Gillenwater, a New Albany resident who has lobbied for tougher rules through his work with several neighborhood associations, said deteriorating houses and rentals impact more than merely property values.
“Make it look like nobody cares and potential residents will believe you, including relocating criminals,” he said.
Mayor Doug England promised to lay out his code enforcement plan to the City Council when he returns from back surgery and rehabilitation, which will likely be the first week of January.
Alas, another year has passed during which New Albany's city council has acted boldly on trivial pursuits, such as the currently unenforced (duh) ban on novelty lighters, but proposed nothing of substance to curb the city's empowerment of slumlords, a situation that derives not from ordinance, but from generations of outright political cowardice.
To be sure, there have been fact-finding meetings, and CM John Gonder waxes optimistic, telling the Tribune's Suddeath, "I am very hopeful.
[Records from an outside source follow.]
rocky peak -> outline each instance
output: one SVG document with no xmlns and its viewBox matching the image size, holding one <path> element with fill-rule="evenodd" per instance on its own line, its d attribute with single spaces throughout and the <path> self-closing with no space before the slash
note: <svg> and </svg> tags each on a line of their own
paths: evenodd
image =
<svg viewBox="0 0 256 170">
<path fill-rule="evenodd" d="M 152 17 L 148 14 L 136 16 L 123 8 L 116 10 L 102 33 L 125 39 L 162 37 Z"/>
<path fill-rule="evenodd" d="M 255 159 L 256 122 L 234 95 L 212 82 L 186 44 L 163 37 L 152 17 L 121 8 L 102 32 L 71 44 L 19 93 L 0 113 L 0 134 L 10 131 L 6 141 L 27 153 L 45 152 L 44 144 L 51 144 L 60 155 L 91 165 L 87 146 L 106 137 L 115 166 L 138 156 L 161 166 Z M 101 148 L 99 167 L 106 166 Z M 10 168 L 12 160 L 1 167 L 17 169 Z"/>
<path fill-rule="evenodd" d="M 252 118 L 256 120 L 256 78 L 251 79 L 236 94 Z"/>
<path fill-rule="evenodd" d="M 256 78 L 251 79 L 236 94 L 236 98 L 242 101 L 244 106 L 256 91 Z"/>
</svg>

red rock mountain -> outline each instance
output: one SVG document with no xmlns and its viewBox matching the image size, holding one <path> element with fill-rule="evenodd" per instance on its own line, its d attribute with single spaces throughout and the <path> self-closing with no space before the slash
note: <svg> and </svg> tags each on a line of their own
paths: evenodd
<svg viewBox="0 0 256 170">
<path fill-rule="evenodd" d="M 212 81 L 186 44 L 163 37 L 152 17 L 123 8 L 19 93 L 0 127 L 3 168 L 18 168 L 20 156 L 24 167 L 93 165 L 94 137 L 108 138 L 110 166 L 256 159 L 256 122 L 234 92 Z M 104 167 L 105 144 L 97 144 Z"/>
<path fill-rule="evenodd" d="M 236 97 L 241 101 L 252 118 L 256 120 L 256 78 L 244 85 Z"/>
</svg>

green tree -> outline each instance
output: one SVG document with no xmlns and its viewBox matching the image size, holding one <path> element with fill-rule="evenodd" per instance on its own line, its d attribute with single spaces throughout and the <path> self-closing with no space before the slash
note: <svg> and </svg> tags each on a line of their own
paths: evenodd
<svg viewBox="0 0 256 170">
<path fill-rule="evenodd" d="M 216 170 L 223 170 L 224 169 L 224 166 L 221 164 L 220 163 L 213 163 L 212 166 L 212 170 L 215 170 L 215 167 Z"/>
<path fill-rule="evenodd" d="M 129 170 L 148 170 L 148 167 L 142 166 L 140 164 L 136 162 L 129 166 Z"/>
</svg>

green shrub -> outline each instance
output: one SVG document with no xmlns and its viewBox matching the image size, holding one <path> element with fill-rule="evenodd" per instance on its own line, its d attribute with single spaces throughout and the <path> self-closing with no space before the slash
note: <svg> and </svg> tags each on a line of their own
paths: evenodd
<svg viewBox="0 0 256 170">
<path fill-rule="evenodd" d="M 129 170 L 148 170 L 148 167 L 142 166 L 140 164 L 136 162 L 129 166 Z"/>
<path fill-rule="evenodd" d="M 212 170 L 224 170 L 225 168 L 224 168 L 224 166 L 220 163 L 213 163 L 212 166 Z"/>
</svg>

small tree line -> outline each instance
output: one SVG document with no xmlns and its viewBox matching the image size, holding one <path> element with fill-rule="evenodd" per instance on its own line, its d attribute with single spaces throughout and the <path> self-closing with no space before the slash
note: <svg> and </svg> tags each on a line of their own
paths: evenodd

I have no reason to think that they will pull out a toothless tiger."
Gonder gets it, and yet toothlessness is such a part of New Albany's heritage of unresponsiveness that it surely must be written into the city's genetic code. According to our political DNA, measures to combat the unchecked reign of the slumlord are DOA. It's going to take more than words. Think: Deeds ... irespective of the political fallout.
Uncouncilman Steve Price, who by his own testimony yearns to be regarded as a "hobbyist" rental property owner who makes nothing from it (and they call me a socialist), said it best back in August after the initial rental property registration committee meeting: "This is all a bunch of fucking bullshit."
It is, but as usual, not in the way that Price unimagines.
None of us currently know the dimension of the mayor's plan to address the reality of New Albany's default state of non-enforcement. I remain hopeful, although we are well advised to refrain from holding our breaths.